In Q3, we had an unrealized foreign exchange loss on U.S. dollar-denominated debt, $3.6 million, due to a weakening Canadian dollar in the quarter. GAAP net loss for the period was $24.5 million, and after adjustments for the unrealized foreign exchange loss and derivative loss, we're reporting an adjusted net loss of $20.6 million or $0.08 loss per share this quarter.

We continue to optimize our borrowings against the equipment fleet at Gibraltar in Q3 and concluded a third notable equipment refinancing on a shovel with a relationship bank at an attractive rate and 4-year tenure beyond the bonds.

Net proceeds from the transaction totaled $8 million for Taseko's 75% share. These equipment refinancing initiatives at Gibraltar are a great example of the value in our operating assets and our ability to tap sources of liquidity at low borrowing costs with covenant-light conditions when we choose to.
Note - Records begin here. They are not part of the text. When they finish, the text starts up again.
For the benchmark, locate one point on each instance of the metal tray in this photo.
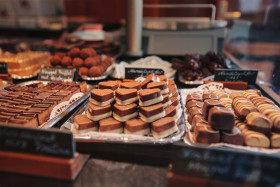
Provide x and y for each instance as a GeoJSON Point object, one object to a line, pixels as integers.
{"type": "Point", "coordinates": [51, 122]}
{"type": "Point", "coordinates": [124, 138]}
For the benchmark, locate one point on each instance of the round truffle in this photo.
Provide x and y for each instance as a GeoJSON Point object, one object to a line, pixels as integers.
{"type": "Point", "coordinates": [83, 71]}
{"type": "Point", "coordinates": [90, 61]}
{"type": "Point", "coordinates": [66, 61]}
{"type": "Point", "coordinates": [94, 71]}
{"type": "Point", "coordinates": [55, 60]}
{"type": "Point", "coordinates": [74, 52]}
{"type": "Point", "coordinates": [78, 62]}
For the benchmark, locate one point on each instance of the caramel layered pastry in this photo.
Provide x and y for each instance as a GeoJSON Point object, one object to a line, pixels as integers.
{"type": "Point", "coordinates": [32, 104]}
{"type": "Point", "coordinates": [97, 113]}
{"type": "Point", "coordinates": [151, 78]}
{"type": "Point", "coordinates": [171, 111]}
{"type": "Point", "coordinates": [243, 106]}
{"type": "Point", "coordinates": [166, 101]}
{"type": "Point", "coordinates": [258, 122]}
{"type": "Point", "coordinates": [83, 124]}
{"type": "Point", "coordinates": [255, 139]}
{"type": "Point", "coordinates": [164, 127]}
{"type": "Point", "coordinates": [151, 113]}
{"type": "Point", "coordinates": [160, 85]}
{"type": "Point", "coordinates": [113, 85]}
{"type": "Point", "coordinates": [126, 96]}
{"type": "Point", "coordinates": [275, 140]}
{"type": "Point", "coordinates": [203, 133]}
{"type": "Point", "coordinates": [211, 96]}
{"type": "Point", "coordinates": [208, 104]}
{"type": "Point", "coordinates": [137, 127]}
{"type": "Point", "coordinates": [221, 118]}
{"type": "Point", "coordinates": [234, 136]}
{"type": "Point", "coordinates": [132, 84]}
{"type": "Point", "coordinates": [220, 94]}
{"type": "Point", "coordinates": [110, 125]}
{"type": "Point", "coordinates": [101, 97]}
{"type": "Point", "coordinates": [149, 97]}
{"type": "Point", "coordinates": [123, 113]}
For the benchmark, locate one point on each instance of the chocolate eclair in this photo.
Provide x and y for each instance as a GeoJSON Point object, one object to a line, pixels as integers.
{"type": "Point", "coordinates": [164, 127]}
{"type": "Point", "coordinates": [101, 97]}
{"type": "Point", "coordinates": [131, 84]}
{"type": "Point", "coordinates": [97, 113]}
{"type": "Point", "coordinates": [161, 85]}
{"type": "Point", "coordinates": [136, 126]}
{"type": "Point", "coordinates": [110, 125]}
{"type": "Point", "coordinates": [83, 124]}
{"type": "Point", "coordinates": [151, 113]}
{"type": "Point", "coordinates": [125, 112]}
{"type": "Point", "coordinates": [149, 97]}
{"type": "Point", "coordinates": [113, 85]}
{"type": "Point", "coordinates": [126, 96]}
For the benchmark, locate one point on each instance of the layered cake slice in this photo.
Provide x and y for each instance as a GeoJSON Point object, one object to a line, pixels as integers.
{"type": "Point", "coordinates": [132, 84]}
{"type": "Point", "coordinates": [125, 112]}
{"type": "Point", "coordinates": [161, 85]}
{"type": "Point", "coordinates": [149, 97]}
{"type": "Point", "coordinates": [151, 113]}
{"type": "Point", "coordinates": [164, 127]}
{"type": "Point", "coordinates": [166, 101]}
{"type": "Point", "coordinates": [151, 78]}
{"type": "Point", "coordinates": [83, 124]}
{"type": "Point", "coordinates": [126, 96]}
{"type": "Point", "coordinates": [97, 113]}
{"type": "Point", "coordinates": [137, 127]}
{"type": "Point", "coordinates": [171, 111]}
{"type": "Point", "coordinates": [101, 97]}
{"type": "Point", "coordinates": [113, 85]}
{"type": "Point", "coordinates": [110, 125]}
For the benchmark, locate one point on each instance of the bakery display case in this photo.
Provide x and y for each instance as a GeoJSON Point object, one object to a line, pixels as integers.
{"type": "Point", "coordinates": [157, 100]}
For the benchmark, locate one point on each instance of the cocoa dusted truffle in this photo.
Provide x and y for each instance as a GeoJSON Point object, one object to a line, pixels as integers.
{"type": "Point", "coordinates": [83, 71]}
{"type": "Point", "coordinates": [94, 72]}
{"type": "Point", "coordinates": [78, 62]}
{"type": "Point", "coordinates": [66, 61]}
{"type": "Point", "coordinates": [55, 60]}
{"type": "Point", "coordinates": [74, 52]}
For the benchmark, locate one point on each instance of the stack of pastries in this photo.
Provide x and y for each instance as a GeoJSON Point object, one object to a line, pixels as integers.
{"type": "Point", "coordinates": [140, 108]}
{"type": "Point", "coordinates": [238, 118]}
{"type": "Point", "coordinates": [31, 105]}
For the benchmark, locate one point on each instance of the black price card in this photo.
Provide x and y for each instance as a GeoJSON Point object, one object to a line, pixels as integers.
{"type": "Point", "coordinates": [37, 141]}
{"type": "Point", "coordinates": [228, 165]}
{"type": "Point", "coordinates": [248, 76]}
{"type": "Point", "coordinates": [3, 68]}
{"type": "Point", "coordinates": [52, 73]}
{"type": "Point", "coordinates": [133, 73]}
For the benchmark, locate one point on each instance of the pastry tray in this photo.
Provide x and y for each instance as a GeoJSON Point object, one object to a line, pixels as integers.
{"type": "Point", "coordinates": [124, 138]}
{"type": "Point", "coordinates": [188, 138]}
{"type": "Point", "coordinates": [52, 121]}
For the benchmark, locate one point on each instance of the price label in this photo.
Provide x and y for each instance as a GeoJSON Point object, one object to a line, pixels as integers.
{"type": "Point", "coordinates": [37, 141]}
{"type": "Point", "coordinates": [133, 73]}
{"type": "Point", "coordinates": [3, 68]}
{"type": "Point", "coordinates": [52, 73]}
{"type": "Point", "coordinates": [249, 76]}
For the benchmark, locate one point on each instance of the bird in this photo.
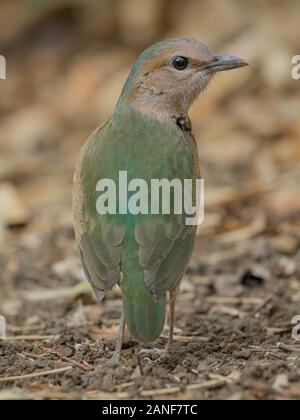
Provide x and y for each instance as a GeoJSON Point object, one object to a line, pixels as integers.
{"type": "Point", "coordinates": [149, 136]}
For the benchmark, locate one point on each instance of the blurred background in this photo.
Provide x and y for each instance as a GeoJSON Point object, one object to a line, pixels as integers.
{"type": "Point", "coordinates": [67, 61]}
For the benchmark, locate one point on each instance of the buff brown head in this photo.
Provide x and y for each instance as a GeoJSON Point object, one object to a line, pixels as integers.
{"type": "Point", "coordinates": [170, 75]}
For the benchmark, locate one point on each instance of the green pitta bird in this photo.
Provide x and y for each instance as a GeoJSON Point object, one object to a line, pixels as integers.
{"type": "Point", "coordinates": [149, 138]}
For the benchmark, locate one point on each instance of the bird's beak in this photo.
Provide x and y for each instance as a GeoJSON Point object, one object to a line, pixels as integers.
{"type": "Point", "coordinates": [226, 62]}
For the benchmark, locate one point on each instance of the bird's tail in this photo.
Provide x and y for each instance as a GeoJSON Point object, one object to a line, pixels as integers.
{"type": "Point", "coordinates": [144, 314]}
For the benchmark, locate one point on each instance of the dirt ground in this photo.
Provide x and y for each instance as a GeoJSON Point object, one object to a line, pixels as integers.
{"type": "Point", "coordinates": [233, 337]}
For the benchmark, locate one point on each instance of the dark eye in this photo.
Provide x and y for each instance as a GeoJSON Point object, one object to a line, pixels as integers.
{"type": "Point", "coordinates": [180, 63]}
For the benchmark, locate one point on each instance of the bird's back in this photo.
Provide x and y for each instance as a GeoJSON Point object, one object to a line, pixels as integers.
{"type": "Point", "coordinates": [146, 253]}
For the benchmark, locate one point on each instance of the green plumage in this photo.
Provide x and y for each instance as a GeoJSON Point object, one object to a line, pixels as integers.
{"type": "Point", "coordinates": [146, 149]}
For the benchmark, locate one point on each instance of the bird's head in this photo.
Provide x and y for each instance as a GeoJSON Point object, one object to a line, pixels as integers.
{"type": "Point", "coordinates": [170, 75]}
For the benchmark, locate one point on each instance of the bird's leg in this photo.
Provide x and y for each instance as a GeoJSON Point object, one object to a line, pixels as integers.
{"type": "Point", "coordinates": [170, 342]}
{"type": "Point", "coordinates": [117, 352]}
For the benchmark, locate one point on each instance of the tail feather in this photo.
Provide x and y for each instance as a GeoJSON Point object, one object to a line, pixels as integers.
{"type": "Point", "coordinates": [145, 315]}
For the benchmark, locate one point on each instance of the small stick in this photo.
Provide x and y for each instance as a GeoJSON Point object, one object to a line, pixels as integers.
{"type": "Point", "coordinates": [36, 374]}
{"type": "Point", "coordinates": [83, 366]}
{"type": "Point", "coordinates": [30, 337]}
{"type": "Point", "coordinates": [140, 365]}
{"type": "Point", "coordinates": [291, 349]}
{"type": "Point", "coordinates": [262, 306]}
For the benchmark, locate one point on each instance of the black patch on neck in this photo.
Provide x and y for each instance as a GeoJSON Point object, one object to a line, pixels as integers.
{"type": "Point", "coordinates": [183, 123]}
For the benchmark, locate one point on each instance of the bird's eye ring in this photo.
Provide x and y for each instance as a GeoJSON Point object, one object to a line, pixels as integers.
{"type": "Point", "coordinates": [180, 63]}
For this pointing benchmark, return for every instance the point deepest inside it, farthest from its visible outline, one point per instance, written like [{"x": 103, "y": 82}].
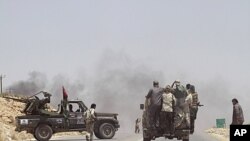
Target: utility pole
[{"x": 1, "y": 80}]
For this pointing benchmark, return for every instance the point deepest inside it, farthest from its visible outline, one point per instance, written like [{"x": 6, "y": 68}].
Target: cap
[{"x": 155, "y": 83}]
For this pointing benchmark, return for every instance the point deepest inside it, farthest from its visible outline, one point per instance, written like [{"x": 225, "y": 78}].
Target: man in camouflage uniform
[
  {"x": 167, "y": 111},
  {"x": 137, "y": 125},
  {"x": 90, "y": 119},
  {"x": 238, "y": 117},
  {"x": 155, "y": 97},
  {"x": 194, "y": 107},
  {"x": 188, "y": 103}
]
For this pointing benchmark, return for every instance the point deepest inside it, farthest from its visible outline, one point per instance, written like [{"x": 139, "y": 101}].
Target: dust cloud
[{"x": 119, "y": 84}]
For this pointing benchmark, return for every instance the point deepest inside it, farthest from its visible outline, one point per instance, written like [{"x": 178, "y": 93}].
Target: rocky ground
[
  {"x": 222, "y": 134},
  {"x": 9, "y": 109}
]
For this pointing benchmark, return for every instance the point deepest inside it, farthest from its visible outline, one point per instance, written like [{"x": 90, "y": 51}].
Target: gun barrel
[{"x": 16, "y": 99}]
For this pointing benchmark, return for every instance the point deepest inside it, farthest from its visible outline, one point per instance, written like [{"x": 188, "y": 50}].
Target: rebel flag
[{"x": 65, "y": 95}]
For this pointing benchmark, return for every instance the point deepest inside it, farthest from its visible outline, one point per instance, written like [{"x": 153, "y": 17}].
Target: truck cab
[{"x": 44, "y": 124}]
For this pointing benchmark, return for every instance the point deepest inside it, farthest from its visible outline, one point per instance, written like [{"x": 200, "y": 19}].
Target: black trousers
[
  {"x": 154, "y": 114},
  {"x": 167, "y": 122}
]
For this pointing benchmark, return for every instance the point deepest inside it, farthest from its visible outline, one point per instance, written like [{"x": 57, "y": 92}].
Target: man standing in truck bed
[
  {"x": 90, "y": 121},
  {"x": 155, "y": 96}
]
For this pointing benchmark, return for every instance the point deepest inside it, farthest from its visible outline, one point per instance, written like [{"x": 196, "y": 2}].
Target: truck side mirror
[{"x": 141, "y": 106}]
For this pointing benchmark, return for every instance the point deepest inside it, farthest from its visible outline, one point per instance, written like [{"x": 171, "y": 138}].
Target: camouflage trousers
[
  {"x": 90, "y": 130},
  {"x": 154, "y": 114},
  {"x": 137, "y": 129},
  {"x": 167, "y": 122}
]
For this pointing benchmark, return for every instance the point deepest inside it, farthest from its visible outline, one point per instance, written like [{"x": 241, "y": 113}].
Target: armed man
[
  {"x": 155, "y": 97},
  {"x": 194, "y": 107},
  {"x": 167, "y": 111},
  {"x": 90, "y": 119}
]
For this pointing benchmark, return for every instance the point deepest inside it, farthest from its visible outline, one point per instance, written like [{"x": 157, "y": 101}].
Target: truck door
[{"x": 76, "y": 120}]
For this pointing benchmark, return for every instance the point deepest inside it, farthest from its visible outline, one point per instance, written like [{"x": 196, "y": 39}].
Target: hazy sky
[{"x": 201, "y": 42}]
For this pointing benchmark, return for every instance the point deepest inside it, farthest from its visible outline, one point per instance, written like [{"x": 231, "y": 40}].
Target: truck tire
[
  {"x": 43, "y": 132},
  {"x": 146, "y": 139},
  {"x": 97, "y": 134},
  {"x": 106, "y": 131}
]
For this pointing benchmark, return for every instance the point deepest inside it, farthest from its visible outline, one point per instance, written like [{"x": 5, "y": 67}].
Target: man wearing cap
[
  {"x": 155, "y": 97},
  {"x": 238, "y": 117},
  {"x": 167, "y": 111},
  {"x": 90, "y": 119}
]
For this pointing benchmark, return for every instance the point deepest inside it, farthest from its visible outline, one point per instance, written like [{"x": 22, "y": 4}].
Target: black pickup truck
[{"x": 43, "y": 123}]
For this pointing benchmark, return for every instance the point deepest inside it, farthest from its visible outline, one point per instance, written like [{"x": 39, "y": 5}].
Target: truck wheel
[
  {"x": 146, "y": 139},
  {"x": 43, "y": 132},
  {"x": 106, "y": 131},
  {"x": 97, "y": 134}
]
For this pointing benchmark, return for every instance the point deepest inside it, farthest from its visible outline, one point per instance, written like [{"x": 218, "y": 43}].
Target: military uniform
[
  {"x": 188, "y": 102},
  {"x": 238, "y": 117},
  {"x": 155, "y": 96},
  {"x": 167, "y": 115},
  {"x": 90, "y": 121},
  {"x": 137, "y": 125}
]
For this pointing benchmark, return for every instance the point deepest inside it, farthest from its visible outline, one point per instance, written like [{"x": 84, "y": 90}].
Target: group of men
[
  {"x": 162, "y": 103},
  {"x": 90, "y": 118}
]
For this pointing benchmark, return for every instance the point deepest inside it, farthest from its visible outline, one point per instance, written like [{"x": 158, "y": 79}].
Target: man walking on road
[
  {"x": 90, "y": 119},
  {"x": 238, "y": 117}
]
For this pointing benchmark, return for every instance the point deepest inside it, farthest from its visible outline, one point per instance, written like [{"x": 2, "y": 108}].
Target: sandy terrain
[
  {"x": 9, "y": 109},
  {"x": 221, "y": 134}
]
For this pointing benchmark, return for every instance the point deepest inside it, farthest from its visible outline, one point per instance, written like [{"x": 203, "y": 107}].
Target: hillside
[{"x": 9, "y": 109}]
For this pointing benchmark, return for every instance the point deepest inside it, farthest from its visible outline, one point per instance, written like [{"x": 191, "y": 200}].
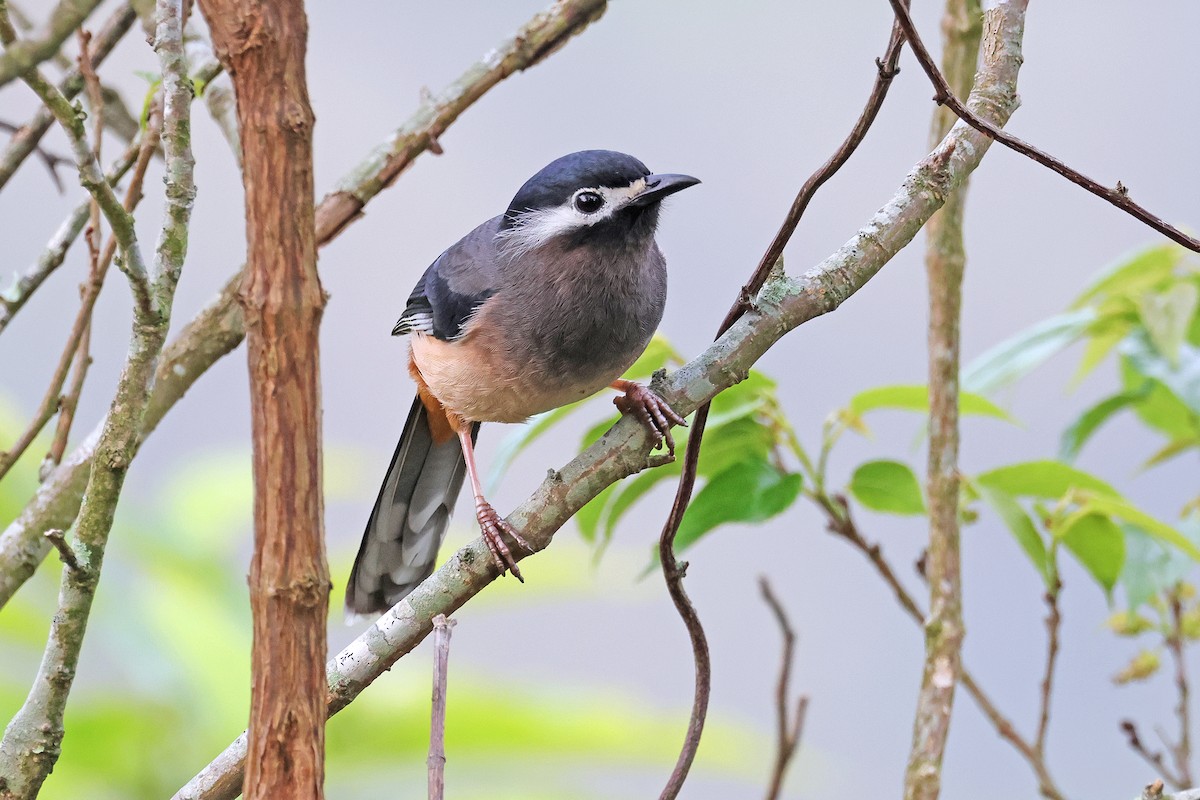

We're well advanced in moving forward with our reclamation refinancing initiative. This transaction, when completed, will release $37 million of our cash back to us, which will further enhance our liquidity and net debt position at an attractive cost of capital. We are aiming to close this transaction in the coming weeks.

In the current copper price environment and looking ahead to 2020, we remain cost conscious, disciplined and value seeking. We continue to expect to efficiently utilize our operating cash flow from Gibraltar to fund our investment in Florence while we continue to work with the many interested financing partners to structure the remaining external funds needed for the commercial-scale facility at Florence.

I'll now turn it over to Russ.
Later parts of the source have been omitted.